Zocor, on the other hand, is a drug in the statin class. Statins have been proven to lower mortality rates. What's more, Zetia has been increasingly combined with statins in recent years, to the point where a branded product known as Vytorin that combines Zetia with Zocor (simvastatin) has captured 20 per cent of the lucrative cholesterol-lowering market.

Here's the concern: various sources have raised the alarm about the possibility of liver damage when Zetia is combined with statins over the long term. There have been reports that some participants in the Enhance trial were forced to drop out after liver issues surfaced. And early investigations into the effect of Zetia combined with statins found an incidence of liver damage in animals over the long term.

Even before Zetia was approved by the FDA in 2002, one of the FDA's own investigators issued a stern recommendation that Zetia not be approved for that very reason.

The FDA however, in a common refrain, believed then as it does now that the benefits of Zetia outweighed the risks.

Of note is the requisite 12-week clinical trial conducted prior to Zetia being approved which, according to experts, is not long enough for liver damage to be generally recognized.
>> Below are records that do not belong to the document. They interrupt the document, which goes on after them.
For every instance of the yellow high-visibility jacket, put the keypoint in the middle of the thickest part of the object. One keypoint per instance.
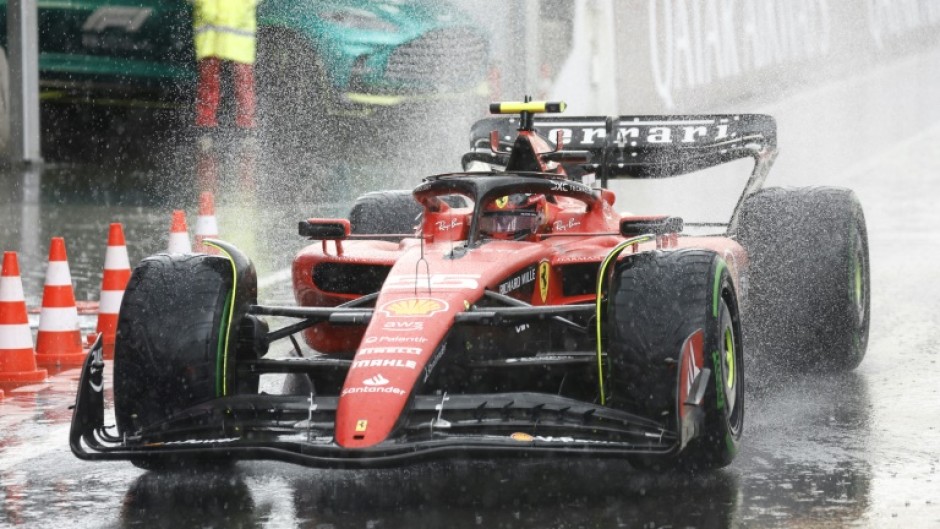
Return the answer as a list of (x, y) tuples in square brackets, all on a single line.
[(225, 29)]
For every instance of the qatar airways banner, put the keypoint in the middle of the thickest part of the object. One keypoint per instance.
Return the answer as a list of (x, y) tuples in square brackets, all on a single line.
[(689, 55)]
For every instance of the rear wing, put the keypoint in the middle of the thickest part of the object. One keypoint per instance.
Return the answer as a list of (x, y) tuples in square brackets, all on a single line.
[(636, 146)]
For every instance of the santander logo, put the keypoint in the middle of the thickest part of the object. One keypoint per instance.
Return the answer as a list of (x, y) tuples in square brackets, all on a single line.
[(377, 380)]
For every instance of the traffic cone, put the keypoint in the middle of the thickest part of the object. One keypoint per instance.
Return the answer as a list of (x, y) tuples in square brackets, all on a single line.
[(179, 234), (117, 271), (206, 225), (17, 359), (59, 340)]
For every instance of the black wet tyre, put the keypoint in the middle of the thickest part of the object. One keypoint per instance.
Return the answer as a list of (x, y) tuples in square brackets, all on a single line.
[(170, 347), (385, 212), (659, 300), (809, 303)]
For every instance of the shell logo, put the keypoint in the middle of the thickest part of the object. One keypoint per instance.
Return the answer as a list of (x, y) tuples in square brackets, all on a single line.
[(414, 307)]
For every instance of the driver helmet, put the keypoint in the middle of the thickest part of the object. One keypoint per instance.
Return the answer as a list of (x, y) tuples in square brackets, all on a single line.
[(513, 216)]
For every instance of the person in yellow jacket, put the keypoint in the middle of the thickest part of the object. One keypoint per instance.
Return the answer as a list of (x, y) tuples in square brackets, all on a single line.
[(224, 30)]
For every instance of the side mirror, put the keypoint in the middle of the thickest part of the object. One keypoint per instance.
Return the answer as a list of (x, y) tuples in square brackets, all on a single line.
[(656, 225), (324, 229)]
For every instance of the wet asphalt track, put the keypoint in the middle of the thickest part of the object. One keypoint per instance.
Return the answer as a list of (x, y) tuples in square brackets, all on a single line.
[(853, 450)]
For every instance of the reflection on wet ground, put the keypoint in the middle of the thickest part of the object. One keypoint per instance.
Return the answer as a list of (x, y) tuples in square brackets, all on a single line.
[(783, 476)]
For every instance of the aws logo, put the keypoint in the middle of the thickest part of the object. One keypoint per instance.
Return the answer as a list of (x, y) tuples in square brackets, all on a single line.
[(414, 307)]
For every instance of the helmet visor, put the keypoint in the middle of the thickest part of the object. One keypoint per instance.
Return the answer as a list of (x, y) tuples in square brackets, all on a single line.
[(494, 222)]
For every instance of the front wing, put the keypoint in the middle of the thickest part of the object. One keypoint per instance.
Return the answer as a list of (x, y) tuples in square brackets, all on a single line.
[(299, 429)]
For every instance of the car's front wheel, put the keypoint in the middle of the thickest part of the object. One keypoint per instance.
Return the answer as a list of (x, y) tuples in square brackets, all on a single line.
[(660, 303), (182, 331)]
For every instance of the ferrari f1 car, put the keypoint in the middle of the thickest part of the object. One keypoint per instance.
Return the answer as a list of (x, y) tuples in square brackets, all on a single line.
[(509, 311)]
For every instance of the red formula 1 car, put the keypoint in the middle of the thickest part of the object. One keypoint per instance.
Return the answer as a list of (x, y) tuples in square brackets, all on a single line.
[(510, 311)]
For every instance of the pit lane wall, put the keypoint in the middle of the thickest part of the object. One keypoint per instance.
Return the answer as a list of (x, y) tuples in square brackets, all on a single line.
[(653, 56)]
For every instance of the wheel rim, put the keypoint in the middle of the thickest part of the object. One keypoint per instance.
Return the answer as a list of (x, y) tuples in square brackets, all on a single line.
[(730, 368)]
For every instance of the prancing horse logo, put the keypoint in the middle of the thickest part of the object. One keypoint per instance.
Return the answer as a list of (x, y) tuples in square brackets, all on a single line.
[(544, 274)]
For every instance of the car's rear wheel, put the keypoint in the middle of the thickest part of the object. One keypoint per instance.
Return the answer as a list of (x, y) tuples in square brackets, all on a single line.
[(809, 301), (181, 332), (658, 301), (385, 212)]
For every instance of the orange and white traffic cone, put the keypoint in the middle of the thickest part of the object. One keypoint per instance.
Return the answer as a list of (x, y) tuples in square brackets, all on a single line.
[(17, 358), (179, 234), (117, 271), (59, 340), (206, 225)]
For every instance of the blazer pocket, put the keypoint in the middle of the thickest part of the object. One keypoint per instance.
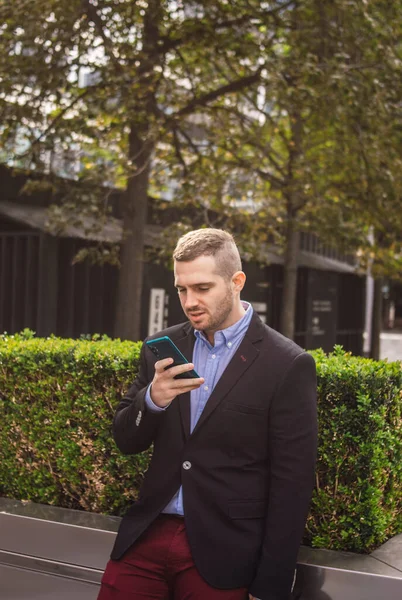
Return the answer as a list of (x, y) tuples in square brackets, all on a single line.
[(247, 509), (244, 409)]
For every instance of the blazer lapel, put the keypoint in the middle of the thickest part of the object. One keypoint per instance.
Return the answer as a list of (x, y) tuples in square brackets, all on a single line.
[(241, 361), (186, 345)]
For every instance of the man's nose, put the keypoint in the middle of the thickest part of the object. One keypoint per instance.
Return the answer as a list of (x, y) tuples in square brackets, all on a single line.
[(191, 300)]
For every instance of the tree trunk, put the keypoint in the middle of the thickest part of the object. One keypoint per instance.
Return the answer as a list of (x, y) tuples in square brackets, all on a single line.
[(288, 314), (141, 146), (129, 295), (377, 320)]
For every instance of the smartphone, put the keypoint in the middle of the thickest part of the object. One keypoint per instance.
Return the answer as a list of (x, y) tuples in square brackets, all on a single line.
[(164, 348)]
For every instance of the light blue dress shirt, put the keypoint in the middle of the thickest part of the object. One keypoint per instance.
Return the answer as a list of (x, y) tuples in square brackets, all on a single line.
[(210, 362)]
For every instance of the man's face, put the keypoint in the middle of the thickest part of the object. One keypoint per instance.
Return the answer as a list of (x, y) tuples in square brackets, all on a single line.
[(207, 299)]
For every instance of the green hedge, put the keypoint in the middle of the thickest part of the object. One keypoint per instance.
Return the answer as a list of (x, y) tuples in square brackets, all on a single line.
[(57, 398)]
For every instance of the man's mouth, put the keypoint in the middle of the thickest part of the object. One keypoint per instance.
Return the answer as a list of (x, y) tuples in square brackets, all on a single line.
[(195, 315)]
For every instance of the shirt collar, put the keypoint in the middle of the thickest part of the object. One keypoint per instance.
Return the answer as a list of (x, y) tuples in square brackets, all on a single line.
[(226, 336)]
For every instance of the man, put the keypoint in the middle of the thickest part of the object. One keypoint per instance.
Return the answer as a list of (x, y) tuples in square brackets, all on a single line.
[(223, 505)]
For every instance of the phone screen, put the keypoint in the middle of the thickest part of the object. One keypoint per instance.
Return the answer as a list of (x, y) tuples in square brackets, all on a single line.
[(164, 348)]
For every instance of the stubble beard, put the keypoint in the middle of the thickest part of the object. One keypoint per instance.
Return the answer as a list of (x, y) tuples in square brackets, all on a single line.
[(217, 319)]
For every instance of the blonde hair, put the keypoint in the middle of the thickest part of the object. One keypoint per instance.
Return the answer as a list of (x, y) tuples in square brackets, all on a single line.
[(210, 242)]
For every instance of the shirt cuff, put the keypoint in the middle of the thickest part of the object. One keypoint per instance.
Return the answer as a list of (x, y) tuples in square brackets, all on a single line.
[(150, 405)]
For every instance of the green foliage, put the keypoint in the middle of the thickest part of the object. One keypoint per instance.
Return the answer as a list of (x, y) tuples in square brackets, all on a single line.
[(357, 503), (57, 401), (58, 398)]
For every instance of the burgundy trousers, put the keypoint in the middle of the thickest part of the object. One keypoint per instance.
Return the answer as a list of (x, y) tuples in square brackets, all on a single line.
[(159, 566)]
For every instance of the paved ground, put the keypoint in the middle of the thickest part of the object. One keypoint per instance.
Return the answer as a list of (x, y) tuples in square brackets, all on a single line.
[(391, 345)]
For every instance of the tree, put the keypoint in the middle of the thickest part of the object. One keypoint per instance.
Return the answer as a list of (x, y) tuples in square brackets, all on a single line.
[(152, 63), (294, 143)]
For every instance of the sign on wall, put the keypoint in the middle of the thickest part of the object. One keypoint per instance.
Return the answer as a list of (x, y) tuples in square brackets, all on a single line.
[(156, 310)]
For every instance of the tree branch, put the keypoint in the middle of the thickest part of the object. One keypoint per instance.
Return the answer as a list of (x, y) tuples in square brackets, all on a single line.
[(228, 88)]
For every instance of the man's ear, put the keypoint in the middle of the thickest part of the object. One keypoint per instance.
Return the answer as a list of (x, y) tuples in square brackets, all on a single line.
[(238, 281)]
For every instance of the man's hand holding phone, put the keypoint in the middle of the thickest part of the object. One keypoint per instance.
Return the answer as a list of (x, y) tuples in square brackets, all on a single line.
[(164, 385)]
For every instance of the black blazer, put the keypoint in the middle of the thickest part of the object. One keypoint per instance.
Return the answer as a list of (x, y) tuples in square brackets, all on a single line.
[(252, 457)]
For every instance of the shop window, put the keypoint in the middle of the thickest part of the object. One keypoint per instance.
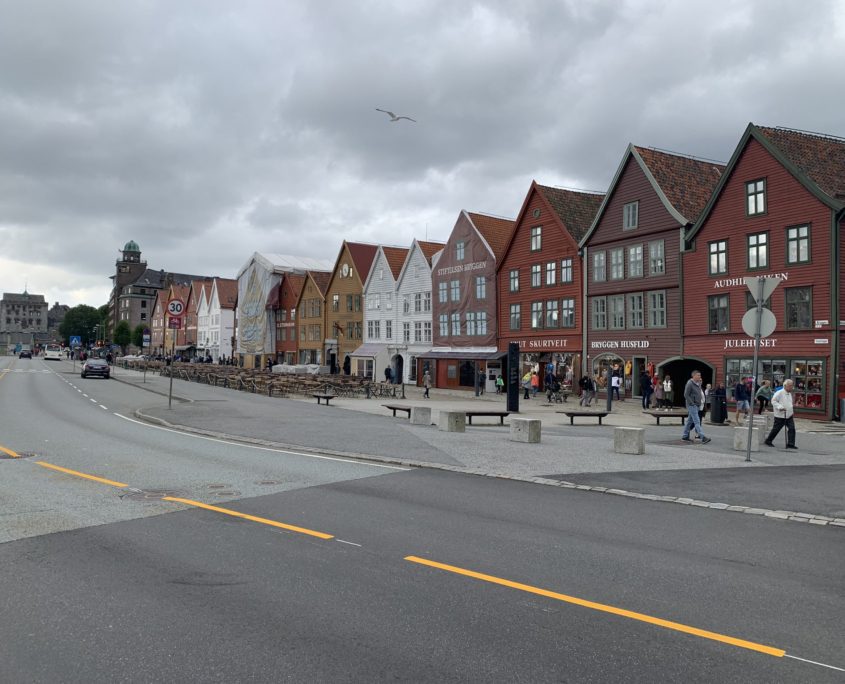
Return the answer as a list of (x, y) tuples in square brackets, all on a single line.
[(799, 309), (798, 245), (719, 310)]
And recent reports of the existence of various studies that the manufacturers decided not to publish produced findings that, according to a Schering-Plough spokesperson, were not scientifically significant and did not warrant publishing.

And now comes—eventually—the Enhance trial results. Integrity in Science reports that Shering-Plough and Merck wanted to alter the trial's clinical endpoint, but abandoned the attempt after heavy criticism from cardiologists, eventually re-instating the original trial protocols.

Thus, we wait—until the manufacturer complies with the HECC request, or until March when Shering-Plough and Merck indicated that the Enhance Trial results would be released.

We wait, while the dark clouds continue to gather over Zetia.